Franklin D. Roosevelt: A Political Life

Although Robert Dallek, a presidential historian who has written about JFK, LBJ, Nixon and others, began work on this book long before the 2016 election, he notes in his Preface that “in this time of demoralization, it seems well to remind Americans that the system has been capable of generating candidates for high office whose commitment to the national interest exceeded their flaws and ambitions.”

The book, though focused on FDR’s political life, begins in Roosevelt’s childhood and early years, and shows the life he might have led if circumstances --- including his devastating illness --- hadn’t required so much more of him. The period from 1921, when he first contacted polio, to 1932, when he was elected president, was transformative in many ways, including his marriage to Eleanor, the birth of his six children, and his entry into politics.  But enormous change was in store for the rest of the world, including the formation of the Soviet Republic and the rise of Stalin. And while the effects of the Depression were devastating to U.S. citizens, Germany, suffering its own financial freefall, elected Adolf Hitler as Chancellor in January 1933.
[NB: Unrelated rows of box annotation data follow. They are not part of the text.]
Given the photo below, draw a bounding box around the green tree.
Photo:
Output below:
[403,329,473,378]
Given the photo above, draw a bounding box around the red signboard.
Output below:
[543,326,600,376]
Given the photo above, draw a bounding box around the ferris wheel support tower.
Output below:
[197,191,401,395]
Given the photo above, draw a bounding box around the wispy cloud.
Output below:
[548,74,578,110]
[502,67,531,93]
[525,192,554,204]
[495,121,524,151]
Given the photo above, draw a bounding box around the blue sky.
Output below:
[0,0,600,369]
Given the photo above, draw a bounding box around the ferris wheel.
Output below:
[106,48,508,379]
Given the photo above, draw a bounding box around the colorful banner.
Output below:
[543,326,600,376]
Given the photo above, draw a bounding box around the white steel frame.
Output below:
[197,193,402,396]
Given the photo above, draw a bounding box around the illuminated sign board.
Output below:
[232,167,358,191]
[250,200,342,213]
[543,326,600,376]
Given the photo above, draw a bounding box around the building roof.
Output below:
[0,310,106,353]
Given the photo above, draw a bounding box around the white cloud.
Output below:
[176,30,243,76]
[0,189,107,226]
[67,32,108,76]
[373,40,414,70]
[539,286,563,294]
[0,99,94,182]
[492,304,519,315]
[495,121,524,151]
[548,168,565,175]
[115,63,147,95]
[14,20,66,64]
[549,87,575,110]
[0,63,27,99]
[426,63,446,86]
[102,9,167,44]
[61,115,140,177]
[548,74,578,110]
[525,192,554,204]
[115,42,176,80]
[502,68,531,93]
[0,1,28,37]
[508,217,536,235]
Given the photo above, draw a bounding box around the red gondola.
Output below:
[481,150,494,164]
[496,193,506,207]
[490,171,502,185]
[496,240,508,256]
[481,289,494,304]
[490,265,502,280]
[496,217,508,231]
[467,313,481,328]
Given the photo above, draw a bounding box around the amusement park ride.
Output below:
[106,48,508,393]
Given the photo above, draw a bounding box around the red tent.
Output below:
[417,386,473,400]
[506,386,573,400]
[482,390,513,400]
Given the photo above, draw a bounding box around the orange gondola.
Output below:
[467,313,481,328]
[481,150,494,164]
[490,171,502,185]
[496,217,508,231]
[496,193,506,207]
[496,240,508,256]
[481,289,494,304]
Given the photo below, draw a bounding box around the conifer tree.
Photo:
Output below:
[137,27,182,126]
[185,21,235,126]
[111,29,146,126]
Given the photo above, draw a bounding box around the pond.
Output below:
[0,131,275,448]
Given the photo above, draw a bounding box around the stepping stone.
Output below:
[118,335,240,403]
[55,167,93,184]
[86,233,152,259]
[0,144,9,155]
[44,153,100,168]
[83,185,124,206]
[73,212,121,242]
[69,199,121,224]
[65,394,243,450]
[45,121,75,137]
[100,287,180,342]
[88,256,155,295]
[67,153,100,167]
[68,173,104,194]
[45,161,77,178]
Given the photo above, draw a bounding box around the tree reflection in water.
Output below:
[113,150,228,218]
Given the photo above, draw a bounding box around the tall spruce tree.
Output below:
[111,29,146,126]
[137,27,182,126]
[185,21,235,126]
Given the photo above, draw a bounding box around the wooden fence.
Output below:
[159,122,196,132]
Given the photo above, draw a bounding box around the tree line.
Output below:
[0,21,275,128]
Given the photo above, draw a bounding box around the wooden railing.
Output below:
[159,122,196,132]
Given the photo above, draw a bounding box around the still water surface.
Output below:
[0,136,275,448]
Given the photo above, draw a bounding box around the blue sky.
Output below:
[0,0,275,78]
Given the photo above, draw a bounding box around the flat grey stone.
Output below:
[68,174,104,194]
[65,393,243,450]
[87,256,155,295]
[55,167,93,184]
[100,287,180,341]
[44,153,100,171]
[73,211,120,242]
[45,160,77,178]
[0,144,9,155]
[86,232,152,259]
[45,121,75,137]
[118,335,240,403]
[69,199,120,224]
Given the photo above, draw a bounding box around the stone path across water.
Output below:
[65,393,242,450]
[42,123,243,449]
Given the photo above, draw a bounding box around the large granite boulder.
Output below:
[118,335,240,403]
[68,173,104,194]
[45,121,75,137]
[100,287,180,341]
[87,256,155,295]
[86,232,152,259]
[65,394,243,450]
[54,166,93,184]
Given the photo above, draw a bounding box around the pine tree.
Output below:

"Although this political biography is of necessity focused on FDR’s life in office, it gives the reader a sense of the man, drawing a fascinating portrait of his unusual abilities to accomplish so much while keeping his constituents so enthralled."

Much of the book is given over to showing how first the Depression and the ensuing passage of numerous New Deal reforms, followed closely by WWII, drove FDR forward into almost 13 years of presidency, when his physical health might have held a less determined --- or self-confident --- man back. Dallek’s respect for FDR is evident on every page of this massive tome, which is close to 900 pages in length. But he doesn’t shy away from presenting contemporary criticism of him, nor does he avoid discussion of why the President made the choices he did, and how he was and is judged for them. That includes Roosevelt’s reluctance to allow war refugees, especially Jews, into the country, as well as his creation of Japanese internment camps.

As to whether he knew anything about the Japanese plans to bomb Pearl Harbor, Dallek argues that while Operation Magic gave the U.S. the ability to read Japanese cables, this target was buried in a body of “noise” that suggested potential attacks elsewhere. Throughout the book, he cites other Roosevelt historians, as well as biographers of Eleanor Roosevelt, whose role is central to this book. At one point, Dallek acknowledges that, with her courageous fight for those whose voices were often ignored, she “had become something of a rival.”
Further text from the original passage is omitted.